Он попытался кашлянуть. Сдавленность близ сердца и легких еще жила, но кашля не больше было. Грудные пути очистились, дышали без сипа, хрипа. Едва не плача от радости, ввалился Евстигней в теплую избу управляющего...
Теперь только узнал: это возница все перепутал! Должен был везти в Останкино — спьяну отвез в Кусково. Про ту ошибку решил Евстигнеюшка графу не сообщать: чего доброго, запорет возницу. Да и не до того было: выбила пробки из ушей, разодрала сердце надвое, потекла расплавленным стклом по жилам — собственная, еще еле ощутимая, музыка!
Ровно через три дни по отвержении страстей Адонирамовых, чуя дух Христов в сказках греческих и в делах египетских, заново уразумев Орфея не как проклинателя богов, а как ими испытуемого — поднял капельмейстер скрыпицу, взмахнул смычком.
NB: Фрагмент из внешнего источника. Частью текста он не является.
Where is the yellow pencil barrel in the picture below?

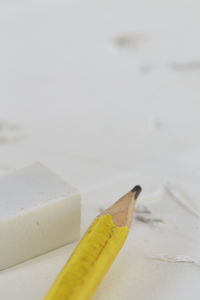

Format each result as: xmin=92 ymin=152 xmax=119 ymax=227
xmin=43 ymin=214 xmax=129 ymax=300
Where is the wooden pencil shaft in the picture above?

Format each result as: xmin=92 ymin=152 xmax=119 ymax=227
xmin=44 ymin=186 xmax=141 ymax=300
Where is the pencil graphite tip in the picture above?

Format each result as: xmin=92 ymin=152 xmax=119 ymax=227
xmin=131 ymin=185 xmax=142 ymax=200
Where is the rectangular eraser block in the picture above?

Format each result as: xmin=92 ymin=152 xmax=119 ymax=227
xmin=0 ymin=163 xmax=81 ymax=270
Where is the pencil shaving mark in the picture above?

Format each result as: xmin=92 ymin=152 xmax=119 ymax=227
xmin=113 ymin=33 xmax=146 ymax=51
xmin=135 ymin=216 xmax=164 ymax=225
xmin=135 ymin=204 xmax=151 ymax=214
xmin=170 ymin=61 xmax=200 ymax=72
xmin=164 ymin=184 xmax=200 ymax=218
xmin=147 ymin=255 xmax=200 ymax=267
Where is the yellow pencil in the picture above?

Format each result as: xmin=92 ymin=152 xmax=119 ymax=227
xmin=44 ymin=186 xmax=141 ymax=300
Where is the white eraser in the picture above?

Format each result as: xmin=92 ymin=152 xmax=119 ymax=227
xmin=0 ymin=163 xmax=81 ymax=270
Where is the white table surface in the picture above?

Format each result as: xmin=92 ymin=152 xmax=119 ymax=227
xmin=0 ymin=0 xmax=200 ymax=300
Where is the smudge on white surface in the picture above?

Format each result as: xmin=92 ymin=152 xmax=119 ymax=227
xmin=164 ymin=183 xmax=200 ymax=218
xmin=135 ymin=216 xmax=164 ymax=225
xmin=146 ymin=255 xmax=200 ymax=267
xmin=113 ymin=33 xmax=146 ymax=51
xmin=170 ymin=60 xmax=200 ymax=72
xmin=135 ymin=204 xmax=151 ymax=214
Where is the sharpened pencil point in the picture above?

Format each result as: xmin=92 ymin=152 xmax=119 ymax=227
xmin=131 ymin=185 xmax=142 ymax=200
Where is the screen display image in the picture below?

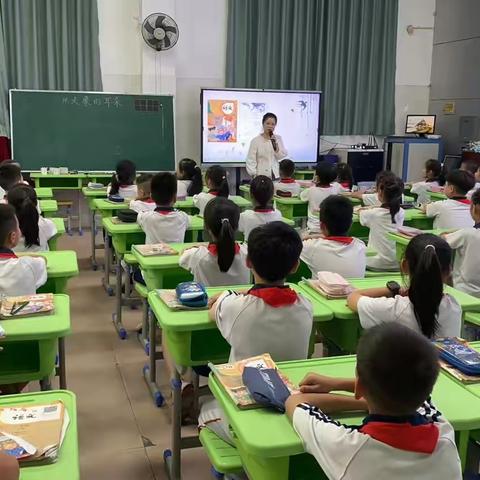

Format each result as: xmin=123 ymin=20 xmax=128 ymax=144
xmin=405 ymin=115 xmax=436 ymax=135
xmin=201 ymin=89 xmax=321 ymax=164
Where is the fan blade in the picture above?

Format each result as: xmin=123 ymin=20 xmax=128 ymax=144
xmin=155 ymin=15 xmax=165 ymax=28
xmin=143 ymin=20 xmax=155 ymax=35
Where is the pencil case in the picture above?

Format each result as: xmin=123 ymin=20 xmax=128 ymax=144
xmin=434 ymin=337 xmax=480 ymax=375
xmin=175 ymin=282 xmax=208 ymax=307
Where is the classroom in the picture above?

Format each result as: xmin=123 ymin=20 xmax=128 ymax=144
xmin=0 ymin=0 xmax=480 ymax=480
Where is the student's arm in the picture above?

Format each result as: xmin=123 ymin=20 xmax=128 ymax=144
xmin=285 ymin=393 xmax=368 ymax=418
И побежала, лихорадя публику, немыслимая для тех российских времен увертюра...
Музыка «Орфея» смыла все: дурное и приязненное, прошедшее и предстоящее. Была та музыка плотью неуловимого времени, его сутью, осью. Исполнение мелодрамы в Москве, в шереметевском Останкине, настоящей премьерой и стало!..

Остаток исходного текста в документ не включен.